The EC has sought to enforce consumer protection rules on social media platforms for more than one year now
In a statement released on 15 February 2018, the EC recognised that social media companies are gradually adjusting to the European rules for consumer protection. However, it also noted this is too little and too late. The EC singled out Google as the company which made the most progress in satisfying requirements issued to all these companies in March 2017, off the back of an enforcement action launched in November 2016. All others have only partially addressed the requirements, and the EC is unhappy about the time it is taking to fulfil them.
The EC asked Facebook, Twitter, and Google to address concerns related to nine areas of activity. These also include: jurisdiction and applicable law (i.e. users’ ability to proceed legally in their own EU country); waiver of mandatory consumer rights (i.e. Facebook depriving users of the protections of EU consumer law); failure to identify commercial and sponsored communications; obligations on consumers to indemnify providers, and providers’ waiver of liabilities; and power to unilaterally terminate contracts.
Google+ is the most compliant, but its platform is also the least used of the three
In its statement, the EC praised Google+ for being the most compliant of the three platforms. Google+ was also the platform which caused the least concerns to start with, of the three scrutinised by the EC. However, Google’s social media platform should be the least important reference for the EC. Some unofficial estimates pointed to an “active user base” for Google+ of about 111m in 2015; however, users with more than 50 posts in total, and users with about 50 posts on the last 30 days, were around 7m and 3.5m, respectively. This paints a picture of a player whose relevance in the social media landscape has been in decline for a long time; as a result, its compliance with basic consumer protection rules has relatively little importance compared to the conduct of Twitter (which has about 330m monthly active users) and of Facebook (2.2bn monthly active users). While Google+’s compliance with the EC’s requirements is encouraging, it is also likely to be the least important for end users. The EC is now likely focus its attention on Facebook, which has more work to do to match the EC’s expectations and whose user base is by far the largest of the three platforms.

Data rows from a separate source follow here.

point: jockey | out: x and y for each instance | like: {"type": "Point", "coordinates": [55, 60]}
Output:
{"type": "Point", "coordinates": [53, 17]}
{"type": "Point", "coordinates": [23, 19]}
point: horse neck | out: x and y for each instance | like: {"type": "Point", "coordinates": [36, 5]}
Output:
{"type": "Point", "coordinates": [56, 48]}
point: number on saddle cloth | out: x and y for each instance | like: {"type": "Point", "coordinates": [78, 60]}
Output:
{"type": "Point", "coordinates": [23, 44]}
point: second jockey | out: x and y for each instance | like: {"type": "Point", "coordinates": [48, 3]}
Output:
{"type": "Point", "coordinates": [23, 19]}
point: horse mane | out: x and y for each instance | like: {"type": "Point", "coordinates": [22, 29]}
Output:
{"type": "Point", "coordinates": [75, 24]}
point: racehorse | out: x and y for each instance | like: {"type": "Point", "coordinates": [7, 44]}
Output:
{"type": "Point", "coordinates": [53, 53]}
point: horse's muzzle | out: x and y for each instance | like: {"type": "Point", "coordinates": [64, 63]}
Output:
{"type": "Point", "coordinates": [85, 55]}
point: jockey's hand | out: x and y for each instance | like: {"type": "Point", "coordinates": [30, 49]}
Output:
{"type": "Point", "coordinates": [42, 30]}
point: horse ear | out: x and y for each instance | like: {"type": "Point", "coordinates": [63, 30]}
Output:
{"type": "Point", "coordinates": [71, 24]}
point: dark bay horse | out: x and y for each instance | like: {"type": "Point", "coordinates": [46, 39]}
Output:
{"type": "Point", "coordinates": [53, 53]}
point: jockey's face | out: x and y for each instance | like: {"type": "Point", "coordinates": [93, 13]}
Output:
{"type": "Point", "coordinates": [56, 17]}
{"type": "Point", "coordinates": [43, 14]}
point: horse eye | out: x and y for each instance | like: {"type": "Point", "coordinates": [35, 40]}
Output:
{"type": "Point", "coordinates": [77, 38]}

Online platforms will be increasingly asked to abide by the law of their users’ countries
The EC’s statement comes at a time when regulators are evidently raising their level of scrutiny and intervention toward online platforms. In the week commencing 12 February 2018, courts in Germany and in Belgium issued rulings against Facebook. In the former case, the social network was required to align its privacy policies with German law (although the upcoming General Data Protection Regulation will result in further changes to the social network’s privacy policy). In the latter case, a Belgian court ruled that Facebook cannot track users’ browsing activity outside the social media platform, and could face fines of up to €250,000 if it continues to do so.
While the business model adopted by these social media platforms is one whereby consumers do not pay money to use them, regulation is still seeing consumers as warranting protection. The EC’s decision to strengthen consumer protection, and the above mentioned court rulings, can be seen as extensions of the principle enshrined in the GDPR, which makes companies subject to the law of the end user’s country, rather than that of the country where the company is established. It is likely that this approach will apply to other areas of activity of online companies; this could also include taxation, which has caused debate related to where companies bill for their revenues, and is starting to cause a change in companies’ behaviour.